Ontem, dia 06 de dezembro de 2021, o palco do Teatro Sá de Miranda recebeu a estreia da 144.ª peça do Teatro do Noroeste-Centro Dramático de Viana. Nesse dia iniciaram as comemorações dos “30 anos de futuro”, que se vão prolongar até 2022 e que contará com uma programação variada. A peça “Hantígona” vai estar em cena até 18 de dezembro.

O diretor artístico agradecia à tutela do Ministério da Cultura e à Direção Geral das Artes o apoio dado à companhia após um longo período sem essa ajuda. Ricardo Simões falava para o diretor geral, Américo Rodrigues, presente na sala. Aquele responsável dava conta que o Teatro do Noroeste conta com 18 profissionais a tempo inteiro e com “contrato de trabalho com direitos”.

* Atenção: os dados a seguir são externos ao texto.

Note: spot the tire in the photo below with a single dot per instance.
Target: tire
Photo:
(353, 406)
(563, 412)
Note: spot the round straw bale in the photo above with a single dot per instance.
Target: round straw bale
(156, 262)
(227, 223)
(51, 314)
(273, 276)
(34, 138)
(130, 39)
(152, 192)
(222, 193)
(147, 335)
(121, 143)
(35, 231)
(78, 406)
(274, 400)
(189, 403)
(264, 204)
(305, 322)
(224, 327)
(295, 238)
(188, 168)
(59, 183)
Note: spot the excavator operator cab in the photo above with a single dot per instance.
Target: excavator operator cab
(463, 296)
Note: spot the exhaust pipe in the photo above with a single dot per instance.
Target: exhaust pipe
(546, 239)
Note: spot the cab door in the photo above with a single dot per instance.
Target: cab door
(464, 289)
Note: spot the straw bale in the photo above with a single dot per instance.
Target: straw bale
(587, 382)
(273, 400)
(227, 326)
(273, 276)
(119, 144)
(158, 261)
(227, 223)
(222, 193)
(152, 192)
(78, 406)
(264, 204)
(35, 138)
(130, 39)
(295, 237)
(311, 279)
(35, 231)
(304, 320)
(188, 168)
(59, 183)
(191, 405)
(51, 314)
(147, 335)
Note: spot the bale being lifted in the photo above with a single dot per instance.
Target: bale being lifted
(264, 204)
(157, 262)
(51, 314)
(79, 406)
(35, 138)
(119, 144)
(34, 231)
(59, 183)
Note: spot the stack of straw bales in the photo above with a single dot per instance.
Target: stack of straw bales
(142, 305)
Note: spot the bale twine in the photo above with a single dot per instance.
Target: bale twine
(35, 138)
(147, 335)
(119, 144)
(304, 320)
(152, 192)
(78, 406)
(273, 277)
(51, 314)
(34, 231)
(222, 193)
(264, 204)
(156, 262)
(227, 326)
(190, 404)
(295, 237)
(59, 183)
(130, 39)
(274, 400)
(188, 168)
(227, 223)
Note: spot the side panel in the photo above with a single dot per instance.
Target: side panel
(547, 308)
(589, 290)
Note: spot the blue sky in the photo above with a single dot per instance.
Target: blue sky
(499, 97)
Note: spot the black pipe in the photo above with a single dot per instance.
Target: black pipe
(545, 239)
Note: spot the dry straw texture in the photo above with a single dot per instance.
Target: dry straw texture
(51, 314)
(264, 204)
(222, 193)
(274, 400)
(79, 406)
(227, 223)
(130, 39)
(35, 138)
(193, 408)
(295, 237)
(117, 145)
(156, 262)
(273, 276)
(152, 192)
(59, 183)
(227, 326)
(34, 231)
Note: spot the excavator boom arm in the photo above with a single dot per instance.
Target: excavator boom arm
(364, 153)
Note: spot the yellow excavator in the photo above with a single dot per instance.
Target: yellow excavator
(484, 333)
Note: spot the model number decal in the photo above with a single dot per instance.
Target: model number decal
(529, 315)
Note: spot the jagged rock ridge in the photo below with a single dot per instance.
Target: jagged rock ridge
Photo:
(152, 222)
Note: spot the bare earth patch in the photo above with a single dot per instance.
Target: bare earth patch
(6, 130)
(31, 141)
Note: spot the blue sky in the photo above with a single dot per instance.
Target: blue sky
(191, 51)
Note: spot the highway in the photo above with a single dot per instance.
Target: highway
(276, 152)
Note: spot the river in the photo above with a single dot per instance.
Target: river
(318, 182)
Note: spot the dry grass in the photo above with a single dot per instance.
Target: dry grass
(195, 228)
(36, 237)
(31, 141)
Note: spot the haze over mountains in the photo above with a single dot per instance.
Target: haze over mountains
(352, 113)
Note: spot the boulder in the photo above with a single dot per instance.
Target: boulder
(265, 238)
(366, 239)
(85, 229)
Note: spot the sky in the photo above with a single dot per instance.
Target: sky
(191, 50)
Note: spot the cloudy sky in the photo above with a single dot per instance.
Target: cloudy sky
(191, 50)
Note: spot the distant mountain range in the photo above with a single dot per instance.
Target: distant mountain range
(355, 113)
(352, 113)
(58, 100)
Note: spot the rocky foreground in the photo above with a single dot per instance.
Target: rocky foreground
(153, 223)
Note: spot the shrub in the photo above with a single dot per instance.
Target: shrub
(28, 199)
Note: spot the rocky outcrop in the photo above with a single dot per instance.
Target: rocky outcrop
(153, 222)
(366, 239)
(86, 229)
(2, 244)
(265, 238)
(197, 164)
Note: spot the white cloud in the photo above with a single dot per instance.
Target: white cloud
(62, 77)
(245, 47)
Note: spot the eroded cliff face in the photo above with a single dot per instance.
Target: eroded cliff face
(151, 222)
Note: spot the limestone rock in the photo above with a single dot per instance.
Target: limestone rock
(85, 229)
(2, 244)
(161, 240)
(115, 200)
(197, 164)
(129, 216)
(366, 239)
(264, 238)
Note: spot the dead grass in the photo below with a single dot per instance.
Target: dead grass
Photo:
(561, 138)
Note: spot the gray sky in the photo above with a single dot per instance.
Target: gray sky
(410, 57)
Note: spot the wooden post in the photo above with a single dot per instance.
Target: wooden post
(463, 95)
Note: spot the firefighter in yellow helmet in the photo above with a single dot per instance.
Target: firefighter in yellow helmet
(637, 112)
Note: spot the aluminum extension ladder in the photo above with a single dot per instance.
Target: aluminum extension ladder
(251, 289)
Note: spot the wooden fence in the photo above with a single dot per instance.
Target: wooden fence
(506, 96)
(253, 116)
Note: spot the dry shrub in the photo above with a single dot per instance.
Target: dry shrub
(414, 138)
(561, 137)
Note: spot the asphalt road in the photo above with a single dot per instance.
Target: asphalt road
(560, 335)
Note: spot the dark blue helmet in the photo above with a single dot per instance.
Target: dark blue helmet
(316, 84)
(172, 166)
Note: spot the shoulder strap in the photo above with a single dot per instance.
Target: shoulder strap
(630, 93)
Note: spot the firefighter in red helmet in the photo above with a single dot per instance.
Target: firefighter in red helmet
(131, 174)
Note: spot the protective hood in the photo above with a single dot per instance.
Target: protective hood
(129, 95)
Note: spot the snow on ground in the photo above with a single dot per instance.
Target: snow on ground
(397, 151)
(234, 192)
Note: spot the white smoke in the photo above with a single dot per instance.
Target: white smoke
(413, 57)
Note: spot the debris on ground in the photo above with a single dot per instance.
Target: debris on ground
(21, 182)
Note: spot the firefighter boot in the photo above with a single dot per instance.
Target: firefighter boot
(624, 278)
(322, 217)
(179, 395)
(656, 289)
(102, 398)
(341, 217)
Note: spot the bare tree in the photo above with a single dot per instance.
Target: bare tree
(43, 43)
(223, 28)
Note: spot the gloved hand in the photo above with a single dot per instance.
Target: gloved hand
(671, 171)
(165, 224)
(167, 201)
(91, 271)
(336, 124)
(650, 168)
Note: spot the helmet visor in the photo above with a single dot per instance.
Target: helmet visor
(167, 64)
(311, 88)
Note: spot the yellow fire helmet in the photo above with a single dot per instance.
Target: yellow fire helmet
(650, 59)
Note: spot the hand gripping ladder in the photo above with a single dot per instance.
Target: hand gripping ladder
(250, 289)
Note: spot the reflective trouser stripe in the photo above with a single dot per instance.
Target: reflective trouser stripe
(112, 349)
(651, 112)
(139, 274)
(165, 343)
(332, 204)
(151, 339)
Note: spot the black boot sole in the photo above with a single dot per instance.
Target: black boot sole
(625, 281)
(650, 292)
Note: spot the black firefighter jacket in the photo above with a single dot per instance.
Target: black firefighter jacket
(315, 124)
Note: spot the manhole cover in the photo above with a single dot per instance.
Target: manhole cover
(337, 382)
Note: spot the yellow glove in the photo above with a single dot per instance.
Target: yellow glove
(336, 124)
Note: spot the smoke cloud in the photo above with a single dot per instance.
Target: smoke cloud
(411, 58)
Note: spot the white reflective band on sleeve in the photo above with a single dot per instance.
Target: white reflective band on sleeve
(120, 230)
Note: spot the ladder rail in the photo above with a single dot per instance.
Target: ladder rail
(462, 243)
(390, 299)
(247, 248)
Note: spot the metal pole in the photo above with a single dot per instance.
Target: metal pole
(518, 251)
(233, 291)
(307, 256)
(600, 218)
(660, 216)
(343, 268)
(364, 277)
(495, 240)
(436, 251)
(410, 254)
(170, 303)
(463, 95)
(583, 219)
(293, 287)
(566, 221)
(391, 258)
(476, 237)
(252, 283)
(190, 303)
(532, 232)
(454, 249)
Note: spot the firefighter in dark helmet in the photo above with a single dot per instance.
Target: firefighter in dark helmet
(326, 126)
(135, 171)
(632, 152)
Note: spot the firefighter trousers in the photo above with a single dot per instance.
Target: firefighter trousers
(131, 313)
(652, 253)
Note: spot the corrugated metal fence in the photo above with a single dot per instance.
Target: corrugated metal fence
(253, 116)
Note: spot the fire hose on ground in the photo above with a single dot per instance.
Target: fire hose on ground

“Com esta estreia, o Teatro do Noroeste faz 30 anos de criação artística ininterrupta e de criação de públicos no Alto Minho”, manifestava o diretor artístico. Ricardo Simões falava que os “públicos são o verdadeiro cimento deste projeto cultural” depois da abertura da Companhia e do edifício do Teatro Sá de Miranda a todos, que se conseguiu “uma sólida aliança entre públicos”.

“São 30 anos de teatro profissional no Teatro Sá de Miranda”, referia Raquel Amorim. Um dos elementos da direção do Teatro do Noroeste-Centro Dramático de Viana falava de “algumas alegrias”, mas também de “algumas tristezas, lutas, contradições, inquietações, conquistas. Trinta anos de vida. E estes 30 anos merecem a palavra que disse há pouco, gratidão”. A diretora lembrava o incentivo do público vianense, que “nunca nos deixou desistir”.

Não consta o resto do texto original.